2019 saw major legislation to deal with the projected increase in persons with Alzheimer’s disease and related dementias (ADRD) and the need for coordinated state planning. The comprehensive “Rhode Island Program to Address Alzheimer’s Disease” (H5178A) law sponsored by House Majority Leader Joseph Shekarchi and Senator Cynthia Coyne (S223) was enacted. It requires:

  • the state Health Director to assess all state programs addressing ADRD, to establish a protocol on AD assessment, and to annually update the RI State Plan for ADRD as prepared by the Long Term Care Coordinating Council under Lt. Gov. Dan McKee’s leadership,
  • creating a 13-member Advisory Council to: advise the Governor and legislative leaders on developments and advances in AD; recommend policy; compile data on the number of residents with ADRD; identify available resources and evaluate state-funded programs,
  • require licensed physicians and nurses to complete a one-time course on the diagnosis, treatment and care of patients with cognitive impairments, and
  • require every health care facility to implement an operational plan for recognition and management of patients with ADRD.
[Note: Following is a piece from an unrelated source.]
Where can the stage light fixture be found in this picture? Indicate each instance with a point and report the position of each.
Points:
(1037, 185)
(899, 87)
New Office of Healthy Aging

Promoting health and community engagement for older adults is sound fiscal and social policy and a long tradition of state government working together with our federal and local partners. The Governor proposed and the legislature approved changing the Division of Elderly Affairs to an Office of Healthy Aging to more accurately reflect the mission of empowering older adults and persons with disabilities to age healthfully, happily and safely.
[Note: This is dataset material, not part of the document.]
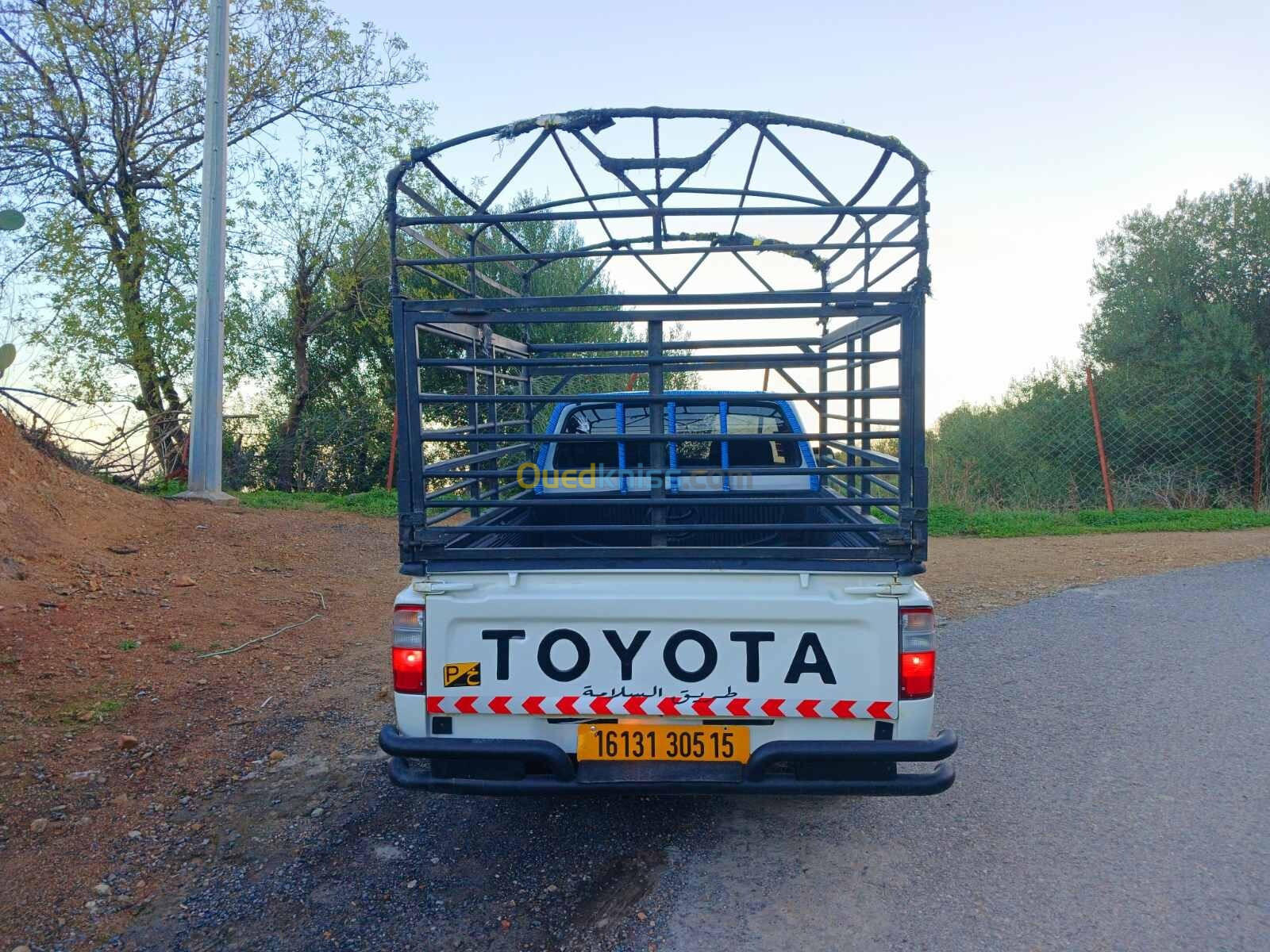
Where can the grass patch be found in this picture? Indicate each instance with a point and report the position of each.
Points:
(1007, 524)
(99, 712)
(376, 501)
Strengthened Elder Abuse Laws

As recommended by the Special Senate Task Force on Elder Abuse and Exploitation, a new law will require national criminal background checks for persons seeking appointment as guardians or limited guardians (S845A by Sen. Coyne & 6114A by Rep. Serpa.) Another law requires additional reporting requirements on older adults reported to have been abused in or prior to admission to health care facilities (H5573aa by Rep. Bennett & S603A by Sen. Coyne for Elderly Affairs.)

Advocacy Continues.

The 2019 legislature continued to take actions to support aging in the community, to support the state’s caregivers and to make our state more age-friendly. We appreciate and thank the many legislative champions who sponsored and/or supported our legislative agenda. However, much more remains on our agenda. We will continue to advocate to expand and gradually increase the Temporary Caregiver Insurance (TCI) program from 4 to 6 to 8 weeks, to make home and community services more affordable for low-income older adults and persons with dementia under age 65 and to advance policies supportive of the health and economic security of RI older adults. I invite you to join our advocacy team as we continue our efforts to develop and promote policy and legislation supportive of Aging in Community.